Jack Kerouac (Jean-Louis Lebris de Kerouac)
[Writer, b. 1922, Lowell, Massachusetts, d. 1969, St. Petersburg, Florida.]

 Dean took out other pictures. I realized these were all the snapshots which our children would look at someday with wonder, thinking their parents had lived smooth, well-ordered, established-within-the-photo lives and got up in the morning to walk proudly on the sidewalks of life, never dreaming the raggedy madness and riot of our actual lives, our actual night, the hell of it, the senseless nightmare road. All of it inside endless and beginningless emptiness. Pitiful forms of ignorance. 

Alfred Stieglitz
[Photographer and curator, b. 1864, Hoboken, New Jersey, d. 1946, New York.]

 Every Tom, Dick and Harry could, without trouble, learn how to get something or other on a sensitive plate, and this is what the public wanted—no work and lots of fun. Thanks to the efforts of these persons hand camera and bad work became synonymous. (1897) 

John Berger
[Writer and critic, b. 1926, London, d. 2017, Paris.]

 The private photograph is treated and valued today as if it were the materialization of that glimpse through the window which looked across history towards that which was outside time. 

Daido Moriyama
[Photographer, b. 1938, Ikeda-cho, Osaka, Japan, lives in Tokyo.]
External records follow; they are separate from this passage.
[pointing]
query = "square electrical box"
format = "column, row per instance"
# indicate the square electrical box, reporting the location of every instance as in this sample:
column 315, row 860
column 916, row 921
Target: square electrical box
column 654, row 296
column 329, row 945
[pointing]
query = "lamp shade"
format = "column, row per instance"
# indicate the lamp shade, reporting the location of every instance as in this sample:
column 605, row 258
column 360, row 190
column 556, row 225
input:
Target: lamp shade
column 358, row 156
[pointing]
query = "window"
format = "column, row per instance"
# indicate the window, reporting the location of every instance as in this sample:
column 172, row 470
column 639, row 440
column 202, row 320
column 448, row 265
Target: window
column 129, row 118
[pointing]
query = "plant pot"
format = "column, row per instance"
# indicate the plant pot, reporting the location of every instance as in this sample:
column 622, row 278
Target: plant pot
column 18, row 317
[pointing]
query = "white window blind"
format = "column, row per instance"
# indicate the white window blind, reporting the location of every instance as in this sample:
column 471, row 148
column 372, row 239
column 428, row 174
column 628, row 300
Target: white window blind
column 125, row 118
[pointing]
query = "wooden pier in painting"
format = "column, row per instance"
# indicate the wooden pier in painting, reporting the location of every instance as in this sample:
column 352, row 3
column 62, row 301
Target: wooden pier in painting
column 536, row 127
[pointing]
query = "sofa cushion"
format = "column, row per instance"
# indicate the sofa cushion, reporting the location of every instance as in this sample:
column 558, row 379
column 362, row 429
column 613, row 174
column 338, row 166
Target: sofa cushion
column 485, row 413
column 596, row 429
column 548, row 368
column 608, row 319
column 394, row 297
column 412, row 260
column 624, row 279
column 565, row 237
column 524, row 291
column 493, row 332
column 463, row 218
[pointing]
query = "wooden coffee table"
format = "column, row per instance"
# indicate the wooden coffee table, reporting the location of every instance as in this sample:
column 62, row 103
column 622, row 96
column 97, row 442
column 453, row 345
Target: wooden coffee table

 I brush aside words and ideas, and focus on photography as a means of expressing a message that is both psychological and phenomenological. Without that framework, my approach is very simple—there is no artistry. I just shoot freely. For example, most of my snapshots I take from a moving car, or while running, without the finder, and in those instances one might say that I’m taking the pictures more with my body than with my eyes.